Antoine Chauvel : La campagne laïcité du Ministère ne parle pas de laïcité.

Quand on ne présente presque que des enfants issu·es de la diversité, quand on explique que s’ils et elles peuvent manger ensemble, nager ensemble, être ami·es, c’est cela la laïcité, on ment. On ment car la laïcité, « n’est pas une opinion parmi d’autres mais la liberté d’en avoir une. Elle n’est pas une conviction mais le principe qui les autorise toutes, sous réserve du respect de l’ordre public”, comme l’écrivait l’observatoire de la laïcité

Cela n’a donc rien à voir… En quoi pouvoir manger à côté d’un copain ou d’une copine, être amoureuse ou amoureux d’une ou d’un autre aurait à voir avec cela ? Absolument rien.
Par contre, et c’est son objectif car Blanquer est un idéologue, cette campagne diffuse un venin.
En jouant sur des stéréotypes, des préjugés, on propage l’idée que le danger principal envers la laïcité repose sur des communautés.
Cette campagne a donc, disons-le clairement, un fond raciste et islamophobe. Elle oppose la laïcité, sans jamais la définir, à des communautarismes fantasmés qui représenteraient forcément un danger potentiel.

Cette campagne participe d’une volonté de fracturer de la société en instrumentalisant encore une fois la laïcité à des fins politiciennes. Car du point de vue laïque, Blanquer est une énorme imposture.
Jean-Michel Blanquer, est par exemple un des fervents soutiens aux écoles hors-contrats « Espérances Banlieues ». De même, l’instauration de l’obligation scolaire à 3 ans a permis un soutien direct à l’enseignement privé, catholique à 97%, en ouvrant la possibilité d’un financement des établissements privés par l’argent public refusé jusqu’alors par une partie des communes pour les 3-6 ans.
Blanquer pratique ici comme les droites les plus extrêmes : il prend la laïcité comme prétexte pour servir une idéologie excluante qui elle est bien réelle et jamais sans conséquences.

La FSU a réagi immédiatement.
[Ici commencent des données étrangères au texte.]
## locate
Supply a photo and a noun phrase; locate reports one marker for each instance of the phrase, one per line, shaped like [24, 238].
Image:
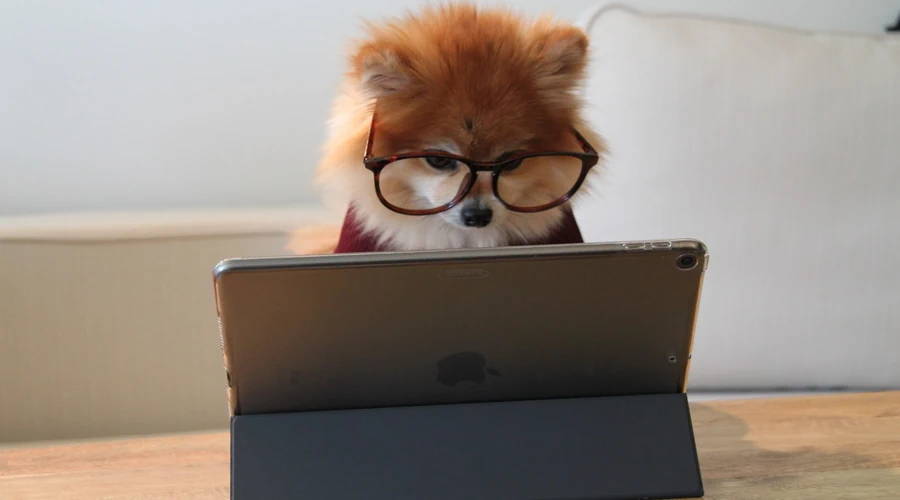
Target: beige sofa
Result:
[108, 322]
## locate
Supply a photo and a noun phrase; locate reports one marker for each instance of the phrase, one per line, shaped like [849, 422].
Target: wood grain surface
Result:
[818, 448]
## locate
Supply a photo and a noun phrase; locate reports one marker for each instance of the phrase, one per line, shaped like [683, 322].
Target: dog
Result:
[478, 87]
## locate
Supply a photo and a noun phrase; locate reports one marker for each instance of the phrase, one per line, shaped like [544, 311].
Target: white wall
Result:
[109, 105]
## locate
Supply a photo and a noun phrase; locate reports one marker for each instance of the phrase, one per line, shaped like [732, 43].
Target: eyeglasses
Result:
[430, 182]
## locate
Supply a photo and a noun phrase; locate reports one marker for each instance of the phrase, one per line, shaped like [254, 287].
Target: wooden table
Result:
[818, 448]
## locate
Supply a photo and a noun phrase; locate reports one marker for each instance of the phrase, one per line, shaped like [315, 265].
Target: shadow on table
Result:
[737, 466]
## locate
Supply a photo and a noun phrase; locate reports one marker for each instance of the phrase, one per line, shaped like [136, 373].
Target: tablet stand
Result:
[608, 448]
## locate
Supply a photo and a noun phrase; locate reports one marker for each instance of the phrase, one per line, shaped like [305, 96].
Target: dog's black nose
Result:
[476, 216]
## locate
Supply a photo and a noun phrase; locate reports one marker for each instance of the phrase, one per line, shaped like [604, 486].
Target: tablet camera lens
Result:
[687, 262]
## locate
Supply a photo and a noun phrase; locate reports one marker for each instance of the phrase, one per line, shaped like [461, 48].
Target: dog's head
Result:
[482, 85]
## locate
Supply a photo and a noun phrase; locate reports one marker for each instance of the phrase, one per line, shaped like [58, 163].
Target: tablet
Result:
[375, 330]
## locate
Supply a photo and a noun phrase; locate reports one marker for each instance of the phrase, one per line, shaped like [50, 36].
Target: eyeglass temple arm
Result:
[369, 138]
[585, 145]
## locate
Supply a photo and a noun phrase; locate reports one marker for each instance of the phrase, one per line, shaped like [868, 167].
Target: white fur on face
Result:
[348, 181]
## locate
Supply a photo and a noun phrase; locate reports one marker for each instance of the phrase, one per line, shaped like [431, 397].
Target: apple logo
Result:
[464, 367]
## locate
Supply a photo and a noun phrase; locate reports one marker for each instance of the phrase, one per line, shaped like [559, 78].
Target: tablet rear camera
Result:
[686, 262]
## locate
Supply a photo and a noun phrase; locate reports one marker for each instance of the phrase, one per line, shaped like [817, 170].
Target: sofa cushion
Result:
[779, 149]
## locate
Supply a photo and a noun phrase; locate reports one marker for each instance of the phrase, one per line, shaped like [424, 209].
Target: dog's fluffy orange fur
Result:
[475, 82]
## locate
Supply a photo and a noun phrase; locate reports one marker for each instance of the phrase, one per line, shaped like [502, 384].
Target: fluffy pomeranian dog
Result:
[493, 96]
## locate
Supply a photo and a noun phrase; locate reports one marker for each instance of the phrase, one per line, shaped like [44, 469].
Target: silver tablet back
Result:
[500, 324]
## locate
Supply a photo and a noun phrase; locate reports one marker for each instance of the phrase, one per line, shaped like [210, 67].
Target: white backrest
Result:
[781, 150]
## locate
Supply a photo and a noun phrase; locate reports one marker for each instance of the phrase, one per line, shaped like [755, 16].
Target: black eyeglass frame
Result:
[588, 157]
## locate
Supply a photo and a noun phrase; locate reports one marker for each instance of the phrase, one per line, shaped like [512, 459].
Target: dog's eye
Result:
[511, 165]
[440, 162]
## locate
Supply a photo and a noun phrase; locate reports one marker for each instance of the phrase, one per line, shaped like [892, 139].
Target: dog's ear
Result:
[561, 53]
[382, 69]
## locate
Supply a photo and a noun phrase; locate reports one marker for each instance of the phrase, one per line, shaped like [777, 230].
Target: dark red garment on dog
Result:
[354, 240]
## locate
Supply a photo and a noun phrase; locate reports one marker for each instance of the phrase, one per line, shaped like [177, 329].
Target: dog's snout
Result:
[476, 216]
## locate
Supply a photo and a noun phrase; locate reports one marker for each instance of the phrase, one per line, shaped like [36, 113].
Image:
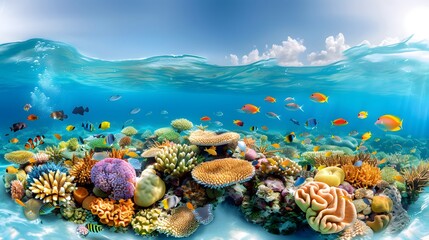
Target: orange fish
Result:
[339, 122]
[319, 97]
[250, 108]
[270, 99]
[32, 117]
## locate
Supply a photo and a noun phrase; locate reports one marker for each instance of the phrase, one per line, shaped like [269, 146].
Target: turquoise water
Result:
[54, 76]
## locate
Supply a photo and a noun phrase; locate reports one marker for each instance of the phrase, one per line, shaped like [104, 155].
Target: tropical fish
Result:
[32, 117]
[95, 228]
[272, 115]
[339, 122]
[290, 137]
[58, 115]
[71, 127]
[211, 150]
[362, 114]
[293, 107]
[135, 110]
[311, 123]
[80, 110]
[170, 202]
[18, 126]
[104, 125]
[114, 98]
[238, 123]
[319, 97]
[27, 107]
[250, 108]
[269, 99]
[389, 123]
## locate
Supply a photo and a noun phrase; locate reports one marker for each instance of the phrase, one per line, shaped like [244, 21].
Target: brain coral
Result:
[223, 172]
[327, 208]
[114, 176]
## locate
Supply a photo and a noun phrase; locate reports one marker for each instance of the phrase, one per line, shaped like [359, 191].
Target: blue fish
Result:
[299, 181]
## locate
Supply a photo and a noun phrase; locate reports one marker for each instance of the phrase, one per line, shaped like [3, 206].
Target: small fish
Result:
[238, 123]
[114, 98]
[57, 136]
[296, 122]
[362, 114]
[80, 110]
[299, 181]
[211, 150]
[104, 125]
[250, 108]
[135, 110]
[269, 99]
[32, 117]
[71, 127]
[95, 228]
[205, 118]
[170, 202]
[27, 107]
[339, 122]
[58, 115]
[319, 97]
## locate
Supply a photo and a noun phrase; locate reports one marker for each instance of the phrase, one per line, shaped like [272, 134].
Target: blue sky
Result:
[223, 31]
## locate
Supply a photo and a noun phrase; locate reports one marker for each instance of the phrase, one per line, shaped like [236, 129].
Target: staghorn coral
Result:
[146, 221]
[363, 176]
[181, 124]
[55, 187]
[112, 213]
[224, 172]
[327, 208]
[181, 223]
[176, 160]
[19, 157]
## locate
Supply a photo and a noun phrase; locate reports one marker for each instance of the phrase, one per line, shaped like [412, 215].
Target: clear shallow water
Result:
[54, 76]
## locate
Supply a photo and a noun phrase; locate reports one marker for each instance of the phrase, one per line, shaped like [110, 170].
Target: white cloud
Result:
[286, 54]
[335, 46]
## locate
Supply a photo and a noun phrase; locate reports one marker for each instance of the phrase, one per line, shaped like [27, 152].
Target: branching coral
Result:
[363, 176]
[176, 160]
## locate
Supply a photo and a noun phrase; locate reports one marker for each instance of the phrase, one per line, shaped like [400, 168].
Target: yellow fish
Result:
[211, 150]
[104, 125]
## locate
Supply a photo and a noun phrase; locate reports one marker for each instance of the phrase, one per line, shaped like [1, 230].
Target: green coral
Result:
[146, 221]
[176, 160]
[181, 124]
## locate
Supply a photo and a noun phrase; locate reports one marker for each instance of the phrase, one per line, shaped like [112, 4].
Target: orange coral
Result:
[112, 213]
[363, 176]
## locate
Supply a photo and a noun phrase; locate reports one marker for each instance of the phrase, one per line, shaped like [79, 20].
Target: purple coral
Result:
[114, 176]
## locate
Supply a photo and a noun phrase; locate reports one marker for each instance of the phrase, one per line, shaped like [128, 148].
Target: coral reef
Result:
[55, 187]
[327, 208]
[114, 176]
[176, 160]
[223, 172]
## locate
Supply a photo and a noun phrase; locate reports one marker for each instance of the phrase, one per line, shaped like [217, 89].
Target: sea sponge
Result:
[114, 176]
[181, 223]
[363, 176]
[112, 213]
[328, 209]
[19, 157]
[181, 124]
[176, 160]
[333, 176]
[209, 138]
[150, 188]
[55, 187]
[224, 172]
[129, 131]
[146, 221]
[381, 204]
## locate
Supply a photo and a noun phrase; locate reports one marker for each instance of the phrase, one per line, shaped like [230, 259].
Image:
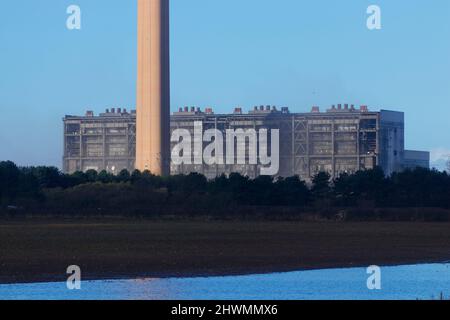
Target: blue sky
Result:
[292, 53]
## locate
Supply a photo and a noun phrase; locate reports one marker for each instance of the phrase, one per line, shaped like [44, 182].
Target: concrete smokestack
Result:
[153, 88]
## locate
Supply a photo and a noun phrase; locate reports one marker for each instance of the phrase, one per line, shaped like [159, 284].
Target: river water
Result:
[425, 281]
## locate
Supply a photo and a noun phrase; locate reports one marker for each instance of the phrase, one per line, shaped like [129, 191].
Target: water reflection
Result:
[402, 282]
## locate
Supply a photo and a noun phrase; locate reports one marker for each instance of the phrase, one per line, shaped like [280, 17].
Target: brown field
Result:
[41, 250]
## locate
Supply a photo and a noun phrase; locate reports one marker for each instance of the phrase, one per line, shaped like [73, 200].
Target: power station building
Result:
[344, 139]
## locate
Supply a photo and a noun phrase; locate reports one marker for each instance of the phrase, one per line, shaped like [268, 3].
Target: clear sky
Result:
[224, 53]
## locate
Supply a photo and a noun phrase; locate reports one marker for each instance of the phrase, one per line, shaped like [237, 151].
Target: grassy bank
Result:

Très justement. Il faut s’en féliciter collectivement.

Mais cette nouvelle offensive, en droite ligne de la suppression de l’observatoire de la laïcité comme de la posture d’interdiction, pour le moment remisée, de l’accompagnement des sorties scolaires par les femmes voilées, doit nous amener à envisager un changement de braquet dans notre appréhension du phénomène et notre expression laïque. À deux niveaux.

Le premier est développer notre communication à ce sujet notamment au moment où se met en place, à destination de tous les fonctionnaires, une formation descendante portant une vision univoque de la laïcité non comme principe réflexif mais comme dogme.
Mais aussi en se s’alliant avec celles et ceux dont c’est l’objet de travail principal. Ainsi un travail étroitdu SNUipp avec la Vigie de la laïcité, héritière de l’Observatoire de la laïcité, voire une adhésion si possible, mériterait d’être actée.

Le second est d’occuper le terrain en tenant compte de ce contexte. La laïcité n’est pas un principe abstrait ni déconnecté des réalités sociales qui nous entourent. Avec un fond de l’air de plus en plus brun, en soutien total à nos camarades fiché·es par les fachos, il faut que le SNUipp-FSU sache marcher sur les deux jambes de la défense de la laïcité et de la lutte contre toutes discriminations.